Using an integer comparison for memcmp(buf+offset, "PE\0\0", 4) increases bloat. Presumably because in that case the offset isn't a constant.

avih commented 2 months ago

Surely, not fine? The top bit of a literal 'q' certainly won't be set, but the top bit of buf[2] might. Casting buf[2] is required.

Indeed, I somehow felt it's the literal q which is being shifted, but obviously that's not the case.

Previously I was using a big-endian unsigned int ... Using an integer comparison for memcmp(buf+offset, "PE\0\0", 4) increases bloat.

My take is that I wouldn't care about bloat at that level. This can be down to compiler optimizations of the specific compiler you tested with etc.

Especially because, for me, at least for windows code which doesn't go upstream, the priority should be code clarity and efficiency where needed, which should typically get the code near the lower bound, though not necessarily the absolute lowest.

Because Windows is not a router. We don't care all that much if the application is 600k or 6M (though obviously we'd take the former over the latter if given the choice), and code clarity makes it much more hackable - quite unlike upstream, and for me the ability to return to the code later is more important than saving few bytes.

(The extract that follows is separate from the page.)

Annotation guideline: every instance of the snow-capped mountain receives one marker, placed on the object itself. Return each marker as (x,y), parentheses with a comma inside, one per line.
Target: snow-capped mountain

This is subjective obviously, and doesn't matter too much in this case, but I'd just use memcmp. It's simple, clear, works, and without hidden gotchas.

rmyorston commented 2 months ago

I've pushed my most recent patch. There are prereleases (PRE-5377 or above).

avih commented 1 month ago

I'm not entirely sure how many bytes the current code checks, but I think it's 6, at which case that would be 2 less than at the offical spec which was published recently - https://github.com/jart/cosmopolitan/blob/master/ape/specification.md .

A 9th byte newline is recommended to exist at the file, but not required.

rmyorston commented 1 month ago

Yes, it's six bytes. That's how many the Cosmopolitan README suggests are supplied to binfmt_misc to identify APE programs on Linux.

Using six rather than eight increases the possibility of a false positive. But the consequences aren't that severe: some random file might be considered executable and a user might try to run it. If it is executable it'll run, if not it won't.

Even checking eight bytes might still result in a false positive if you're very unlucky.